The US dollar trended lower versus its Canadian counterpart across the previous week. The US dollar Canadian dollar exchange rate closed the week at 1.3277, a loss of -0.18% across the week. The pair is edging higher in early trade on Monday.
The US traded in a relatively muted fashion across the Thanksgiving week. The dollar received some support after GDP data exceeded analysts’ expectations. The US economy grew at a decent 2.1% annualised rate in the third quarter. This was better than the 1.9% forecast and boosted demand for the US dollar.

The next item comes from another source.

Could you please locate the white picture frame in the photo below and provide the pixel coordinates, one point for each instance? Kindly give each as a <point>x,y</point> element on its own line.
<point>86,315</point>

The other key theme last week, which will almost certainly continue into this week was the US — China trade dispute. Whilst hopes had been rising of the two powers signing a phase one trade deal imminently, this is now looking less likely. Firstly, Trump signed the Hong King bill into law, rocking already fragile relations with China. Over the weekend, China’s Global Times reported that China is insisting that US tariffs must be rolled back as part of the phase one trade deal. So far, Trump has failed to agree to this demand. Risk sentiment is taking a hit on these latest headlines, boosting the demand for the safe haven dollar.
Looking across the week there are some notable macro-economic releases which could provide further clues as to the health of the US economy. The most keenly awaited will be Friday’s non-farm payroll, however, prior to that today’s ISM manufacturing data will also be closely watched. Analyst are expecting manufacturing to have improved, although the sector is still expected to be in contraction. An upbeat reading could lift the dollar.
Canadian Dollar Slips After Slump In GDP
The Canadian dollar was under pressure at the end of the previous week, following the Canadian GDP release. Economic growth in the third quarter was recorded at 1.3%. This was a sharp slowdown from the previous quarter of 3.5% annualised growth, which was largely considered unsustainable. A drop in exports and a draw down in inventories were to blame.
Investors will now look to today’s manufacturing pmi. Further signs of weakness will boost investor expectations that the Bank of Canada could adopt a more dovish stance come the next monetary policy meeting this week.